Vancouver, British Columbia-based mining company Orezone Gold Corp has secured commitments of more than US$182 million to finance the construction of its Bomboré Gold Project in Africa. The funding includes a US$35 million 8.5% convertible note from US mining private equity firm Resource Capital Funds and Canadian family office Beedie Capital.
VANCOUVER, BC, Jan. 21, 2021 /CNW/ – Orezone Gold Corporation (TSX.V: ORE) (OTCQX: ORZCF) (the “Company” or “Orezone”) is pleased to announce that the Company has secured binding commitments totalling in excess of US$182 million to fully finance the construction of its shovel-ready Bomboré Gold Project (“Bomboré” or the “Project”) located in Burkina Faso, West Africa (“Project Financing Package”). The Project remains on track for first gold pour by Q3-2022.
The Project Financing Package is comprised of the following key terms:
US$96 million senior secured debt facility with Coris Bank International (“Coris Bank”) with interest rates of 8.0% and 9.0% (“Senior Debt Facility”).
Coris Bank is one of the largest and fastest growing banks in West Africa.

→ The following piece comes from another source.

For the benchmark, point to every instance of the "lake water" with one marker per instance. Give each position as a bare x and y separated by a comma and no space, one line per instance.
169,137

US$35 million 8.5% convertible note with Resource Capital Fund VII L.P. (“RCF”) and Beedie Investments Ltd. (“Beedie Capital”) (“Convertible Note Facility”).
RCF VII is part of Resource Capital Funds, a global mining private equity firm.
Beedie Capital is the private investment arm of Beedie, the largest private industrial owner, developer, and property manager in Western Canada.
US$51 million bought-deal equity offering of 61,950,000 common shares of the Company (the “Common Shares”) at a price of C$1.05 per Common Share (the “Equity Offering Price”) for gross proceeds of C$65,047,500 co-led by Canaccord Genuity Corp. (“Canaccord”) and CIBC Capital Markets (“CIBC”) (the “Equity Offering”).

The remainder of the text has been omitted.